COMPETING SERIES: These are the Hartleton, Irondale, Macove and Trevlac soils in the same family. Hartleton soils have fragments that are dominantly shale, siltstone and sandstone channers and Bt horizons of 7.5YR or yellower hue. Irondale soils are 20 to 40 inches deep to a lithic contact. Macove soils have a hue of 7.5YR or yellower in the C horizon and rock fragments that are dominantly shale, siltstone and sandstone. Trevlac soils are 20 to 40 inches deep to a paralithic contact.
GEOGRAPHIC SETTING: Pattenburg soils are on rolling to hilly uplands in the Triassic section of the Northern Piedmont at the base of the scarp between the Piedmont and the highlands. Slopes range from 2 to 45 percent. The regolith is weathered from reddish quartzose conglomerate or fanglomerate. Mean annual air temperature is 50 to 55 degrees F. Mean annual precipitation is 40 to 48 inches. Frost free days range from 160 to 190.
GEOGRAPHICALLY ASSOCIATED SOILS: The Annandale, Duffield, Edneyville, Penn, Raritan, Rowland, and Washington soils are geographically associated. All of these soils have less than 35 percent rock fragments in the control section. Additionally, Annandale soils have a fragipan and the Duffield and Washington soils have base saturation higher than 35 percent and overlie limestone or limey conglomerate. Edneyville soils have hue of 10YR or 7.5YR and have rock fragments consisting of dominantly granitic gneiss. Penn soils have bedrock at depths between 20 and 40 inches. Raritan soils are on terraces and have a fragipan. Rowland soils are on flood plains and lack an argillic horizon.

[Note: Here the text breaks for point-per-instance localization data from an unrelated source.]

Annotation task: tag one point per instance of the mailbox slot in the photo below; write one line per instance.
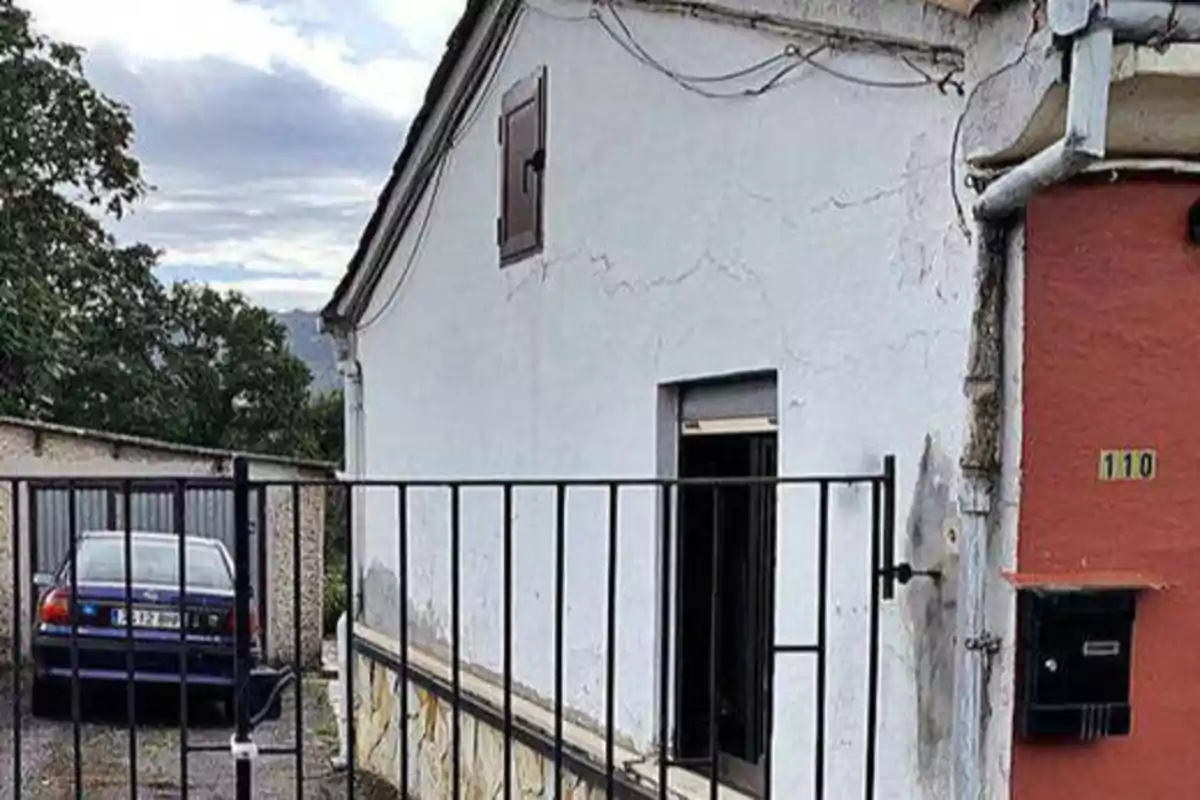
(1074, 663)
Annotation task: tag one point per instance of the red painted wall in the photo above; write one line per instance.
(1111, 361)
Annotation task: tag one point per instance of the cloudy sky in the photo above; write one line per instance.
(267, 126)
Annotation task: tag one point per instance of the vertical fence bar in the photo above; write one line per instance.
(610, 697)
(17, 579)
(402, 583)
(873, 662)
(559, 624)
(665, 642)
(180, 527)
(508, 641)
(455, 625)
(768, 691)
(822, 639)
(76, 699)
(714, 624)
(297, 643)
(241, 619)
(131, 696)
(889, 531)
(352, 608)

DRAINAGE AND PERMEABILITY: Pattenburg soils are well drained. Index surface runoff class is very low to medium, depending on slope. Saturated hydraulic conductivity is high. Permeability (obsolete) is moderately rapid in the B horizon and rapid in the C horizon.

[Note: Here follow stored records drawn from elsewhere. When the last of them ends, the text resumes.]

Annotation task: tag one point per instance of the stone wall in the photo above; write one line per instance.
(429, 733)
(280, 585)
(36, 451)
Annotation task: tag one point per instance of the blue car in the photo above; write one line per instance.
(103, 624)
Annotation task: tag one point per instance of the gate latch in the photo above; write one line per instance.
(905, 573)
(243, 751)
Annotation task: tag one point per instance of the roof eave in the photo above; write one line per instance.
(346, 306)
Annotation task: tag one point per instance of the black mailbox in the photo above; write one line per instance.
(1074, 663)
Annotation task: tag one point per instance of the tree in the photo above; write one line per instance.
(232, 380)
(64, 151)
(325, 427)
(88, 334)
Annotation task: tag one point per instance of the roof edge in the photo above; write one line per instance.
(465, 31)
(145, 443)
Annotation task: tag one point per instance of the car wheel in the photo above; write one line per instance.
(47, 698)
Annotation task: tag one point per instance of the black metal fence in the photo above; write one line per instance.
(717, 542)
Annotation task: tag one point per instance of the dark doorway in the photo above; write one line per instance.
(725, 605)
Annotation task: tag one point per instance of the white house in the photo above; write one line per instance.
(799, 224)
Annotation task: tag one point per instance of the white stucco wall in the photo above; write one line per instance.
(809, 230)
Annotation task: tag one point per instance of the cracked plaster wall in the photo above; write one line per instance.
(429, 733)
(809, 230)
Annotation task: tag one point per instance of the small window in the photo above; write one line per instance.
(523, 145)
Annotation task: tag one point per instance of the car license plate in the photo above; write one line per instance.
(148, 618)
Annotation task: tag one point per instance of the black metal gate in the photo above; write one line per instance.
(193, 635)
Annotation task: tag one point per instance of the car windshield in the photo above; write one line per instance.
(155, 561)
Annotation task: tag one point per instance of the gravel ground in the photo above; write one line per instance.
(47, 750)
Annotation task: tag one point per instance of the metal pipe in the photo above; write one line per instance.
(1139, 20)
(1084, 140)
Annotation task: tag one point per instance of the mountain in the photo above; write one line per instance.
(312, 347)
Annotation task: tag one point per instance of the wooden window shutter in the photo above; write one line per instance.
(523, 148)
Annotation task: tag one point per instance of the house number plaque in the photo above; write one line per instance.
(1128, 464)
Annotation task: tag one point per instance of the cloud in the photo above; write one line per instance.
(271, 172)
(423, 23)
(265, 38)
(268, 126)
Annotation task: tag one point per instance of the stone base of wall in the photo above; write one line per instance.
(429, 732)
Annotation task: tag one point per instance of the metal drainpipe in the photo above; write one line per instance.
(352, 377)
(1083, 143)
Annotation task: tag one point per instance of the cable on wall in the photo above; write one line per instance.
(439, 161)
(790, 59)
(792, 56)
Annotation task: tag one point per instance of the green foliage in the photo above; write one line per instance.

USE AND VEGETATION: Most of these soil areas are wooded. Locally, gentle slopes are cleared and used for growing corn, hay or pasture. Natural vegetation is forest of red oak, black oak, chestnut oak and white oak, some beech, yellow poplar, black birch and ash.

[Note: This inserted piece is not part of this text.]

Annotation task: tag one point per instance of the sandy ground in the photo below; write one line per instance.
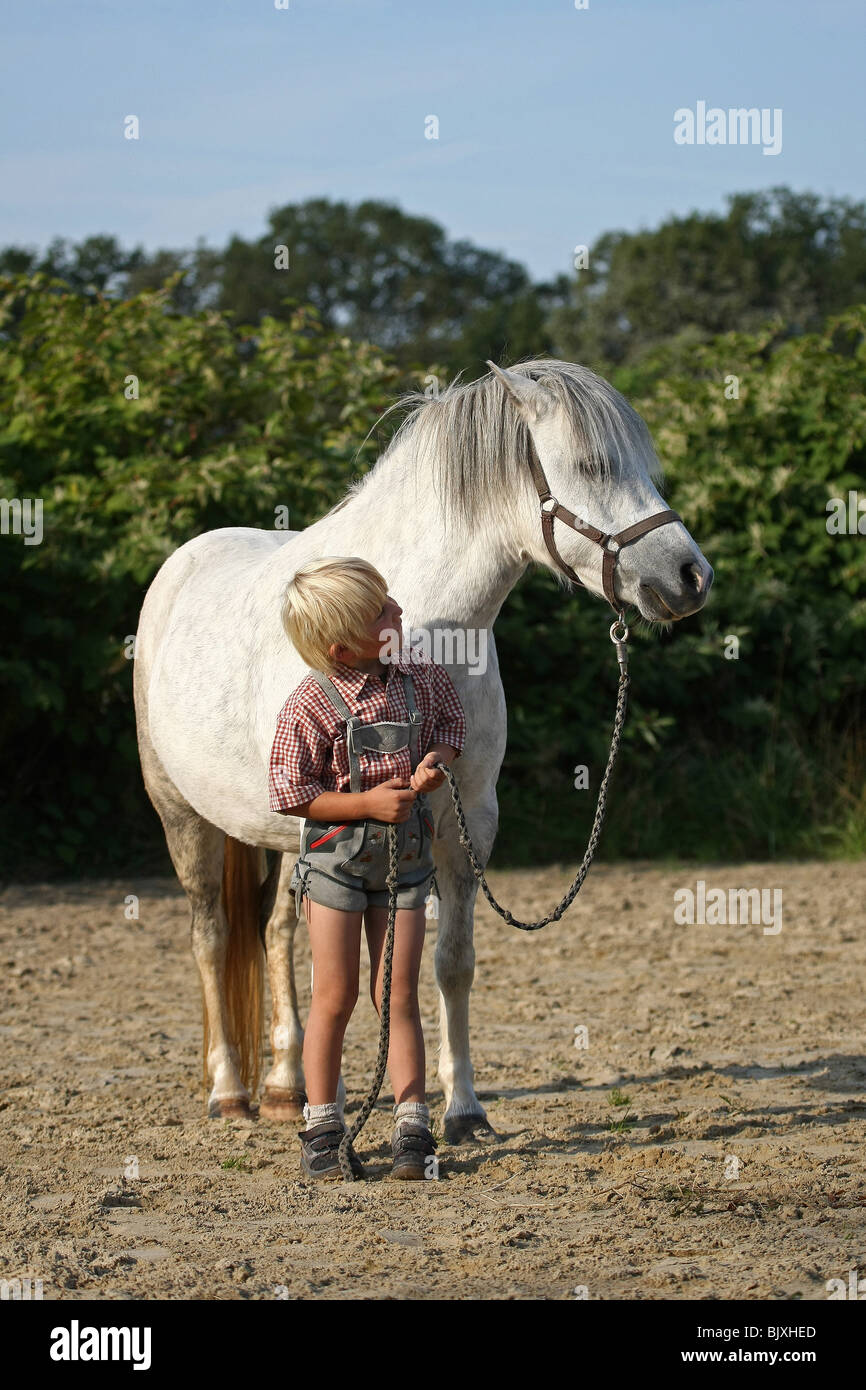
(734, 1168)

DISTRIBUTION AND EXTENT: Central New Jersey and possibly Maryland and eastern Pennsylvania. Pattenburg soils are moderately extensive with about 15,000 acres identified.
MLRA SOIL SURVEY REGIONAL OFFICE (MO) RESPONSIBLE: Morgantown, West Virginia
SERIES ESTABLISHED: Hunterdon County, New Jersey, 1970. The name is taken from a small village in northwest Hunterdon County, New Jersey.
REMARKS: The Pattenburg soils were classified in the Gray-Brown Podzolic great soil group in the 1938 system.
The 12/2005 revision places the Pattenburg series in an active CEC activity class based on NASIS data and geographically associated soils. Competing series were also updated revised and other minor edits were completed.
Diagnostic horizons and other features recognized in this pedon are:
1. Ochric epipedon - the zone from the surface of the soil to a depth of 14 inches (Ap and BA horizons).
2. Argillic horizon - the zone from 14 to 30 inches (Bt horizon).
3. Lithic contact - at 60 inches (top of the R horizon).
4. Loamy-skeletal family 35 percent or more rock fragments and less than 35 percent clay in the particle-size control section (Bt horizon)
ADDITIONAL DATA: No laboratory data are available.